Free will is defined differently by different people. Logically, there seems to be only three basic views on this topic: (1) Self-caused actions that can be labelled, self-determinism; (2) Acts caused by another person (determinism); and (3) Acts that have no cause whatsoever (indeterminism). Indeterminism violates the law of causality, meaning that every event has a cause. Determinism violates the concept of free will since any moral agent is not causing or is responsible for his or her own actions.
Oshulten-
We Christians believe that God originated all that exists today, including free will. So to ask if free will controls his own activity is like saying that Michaelangelo is The Pieta instead of being the artist who brought it into existence.
Is God a personal God, with emotions as well as intellect? Yes, he is. But both his emotions and his intellect are on a far higher plane than ours. In his encyclical Mit Brennender Sorge, Pope Pius XI wrote of God's being a personal God rather than a 'thing' or an icon. As The Author of Justice he is to be answered to, and as The Epitome of Mercy he is to be approached with gratitude.
I hope this helps you better understand us. God bless-
Okey, let me try to define freewill. Actions not influenced by other forces. Meaning that freewill can only exist outside of a deterministic universe. So when God take action, does he always do it for specific reasons - like his own emotions, the condition of humanity or for the sake or order? Or are his actions taken arbitrarily, based on nothing but random whims?
Either extreme you approach the situation from, God does not seem to be excepted from these limitations of any kind of will.
I read the text put forth by Christos; I'm sorry to say I didn't quite grasp it.
Then what kind of free-will is it?
I have read parts of both the Old Testament and the New Testamente. It describes God's actions and speech, and his followers and enemies reaction and relation to him. From the scriptures I understand one can make a range of interpretations about the nature of God. However, I don't want to be caught up in a quote-war here. Could someone please sum up the essentials?
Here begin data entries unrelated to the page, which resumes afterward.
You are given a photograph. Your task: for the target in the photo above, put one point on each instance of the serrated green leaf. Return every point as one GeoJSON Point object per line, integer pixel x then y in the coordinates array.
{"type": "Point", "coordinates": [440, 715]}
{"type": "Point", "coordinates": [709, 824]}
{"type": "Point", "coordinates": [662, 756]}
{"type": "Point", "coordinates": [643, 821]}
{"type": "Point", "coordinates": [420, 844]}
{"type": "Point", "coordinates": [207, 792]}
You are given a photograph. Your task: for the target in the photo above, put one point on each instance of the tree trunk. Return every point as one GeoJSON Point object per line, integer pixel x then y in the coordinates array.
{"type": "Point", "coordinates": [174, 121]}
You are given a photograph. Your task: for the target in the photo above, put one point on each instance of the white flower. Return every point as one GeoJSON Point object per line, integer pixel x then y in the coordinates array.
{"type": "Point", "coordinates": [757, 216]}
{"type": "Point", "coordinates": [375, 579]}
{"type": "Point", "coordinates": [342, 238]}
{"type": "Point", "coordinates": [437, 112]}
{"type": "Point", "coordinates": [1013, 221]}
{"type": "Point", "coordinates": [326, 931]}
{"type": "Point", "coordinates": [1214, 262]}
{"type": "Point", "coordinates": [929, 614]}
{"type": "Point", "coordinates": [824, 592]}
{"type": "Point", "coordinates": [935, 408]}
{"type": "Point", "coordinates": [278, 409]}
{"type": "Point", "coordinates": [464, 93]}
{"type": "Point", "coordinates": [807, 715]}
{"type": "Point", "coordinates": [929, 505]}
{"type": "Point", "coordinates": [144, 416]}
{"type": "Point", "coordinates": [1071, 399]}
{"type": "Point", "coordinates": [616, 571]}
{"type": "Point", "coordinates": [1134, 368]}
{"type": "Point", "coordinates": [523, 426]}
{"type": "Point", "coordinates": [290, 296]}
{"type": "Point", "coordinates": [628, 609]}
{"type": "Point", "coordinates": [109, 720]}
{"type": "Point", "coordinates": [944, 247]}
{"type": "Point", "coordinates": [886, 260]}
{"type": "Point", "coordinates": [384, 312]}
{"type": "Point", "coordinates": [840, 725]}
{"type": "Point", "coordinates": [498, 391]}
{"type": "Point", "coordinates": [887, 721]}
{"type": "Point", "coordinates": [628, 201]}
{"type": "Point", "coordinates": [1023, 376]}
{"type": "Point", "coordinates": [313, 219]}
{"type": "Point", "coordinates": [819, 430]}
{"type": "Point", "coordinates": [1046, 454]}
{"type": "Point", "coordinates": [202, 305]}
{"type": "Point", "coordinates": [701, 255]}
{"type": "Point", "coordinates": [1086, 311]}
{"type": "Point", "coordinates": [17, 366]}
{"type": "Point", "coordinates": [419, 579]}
Again, why doesn't our definition of free-will apply to God? Where I stand now, I find it difficult to see any free-will logically possible. We have causality (determinism) and chance (indeterminism), but simply no third option. There's no magic involved. What is free-will to you?
Hi Christians!
Do you think that God has his own free will? He can certainly act out on whatever he wants to do. But why does he want certain things? Is he the one to decide, or is he a helpless victim of his own needs and whims?